Ein "Fan" nahm es wörtlich: Der YouTuber Marvin Wildhage schlich sich in Spielerkluft auf den Platz, wurde aber schnell enttarnt. Der Begeisterung tat der kleine Zwischenfall keinen Abbruch, spätestens mit dem Eröffnungsspiel am 14. Juni in München gegen Schottland soll dann das ganze Land auf der EURO-Welle zum Sommermärchen 2.0 surfen.

Den Weg dorthin skizzierte Nagelsmann wenige Stunden zuvor, schon für seine "Regierungserklärung" im Sitzungssaal des Blankenhainer Stadtrats hatte er sich in seine EM-Trainingsklamotten geworfen. Die Arbeit auf dem Platz, betonte er 18 Tage vor dem Turnierstart, "ist das Allerwichtigste. Ich erwarte, dass wir Vollgas geben" - für das große Titel-Ziel. Doch sein Kader soll im Trainingslager auch "Luft zum Atmen" haben und die wachsende Euphorie der Fußball-Nation genießen können.

Rudi Völler: "Euphorie mitnehmen"

Wie am Montagnachmittag in Jena oder schon bei der Ankunft am Sonntag. Nagelsmann schwärmte von den vielen Fans in Trikots und mit Schals, von all den Deutschland-Fähnchen an den Häusern. Entsprechend berührt habe er in der ersten Nacht im noblen Spa & GolfResort Weimarer Land "was Schönes geträumt" - aber nicht vom Titel, wie er betonte. Der Delaunay-Pokal, meinte er, komme aber in seinen "Tagträumen" häufiger vor.
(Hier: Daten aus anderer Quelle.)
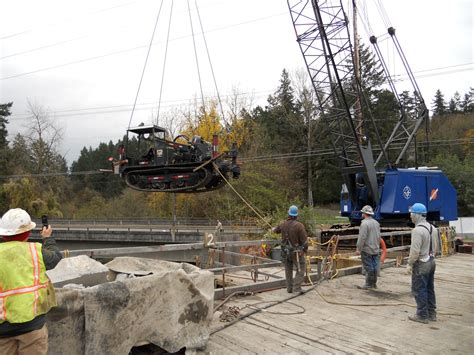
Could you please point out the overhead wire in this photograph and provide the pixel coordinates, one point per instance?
(210, 63)
(144, 66)
(164, 62)
(131, 49)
Vor Nagelsmann hatte der DFB-Präsident die Hoffnungen noch einmal in Worte gegossen. "Wir wissen ja, wo wir herkommen, wie stark die Konkurrenz ist. Nichtsdestotrotz vertraue ich unserer sportlichen Leitung. Wir wollen das Maximale erreichen", sagte Bernd Neuendorf, "und das ist auch möglich." Auch er hat beobachtet, "dass eine Europameisterschaft im eigenen Land niemanden kalt lässt, dass die Menschen diesem Turnier entgegen fiebern". Entsprechend riet Völler der Mannschaft und ihrem Chef, "diese Euphorie mitzunehmen".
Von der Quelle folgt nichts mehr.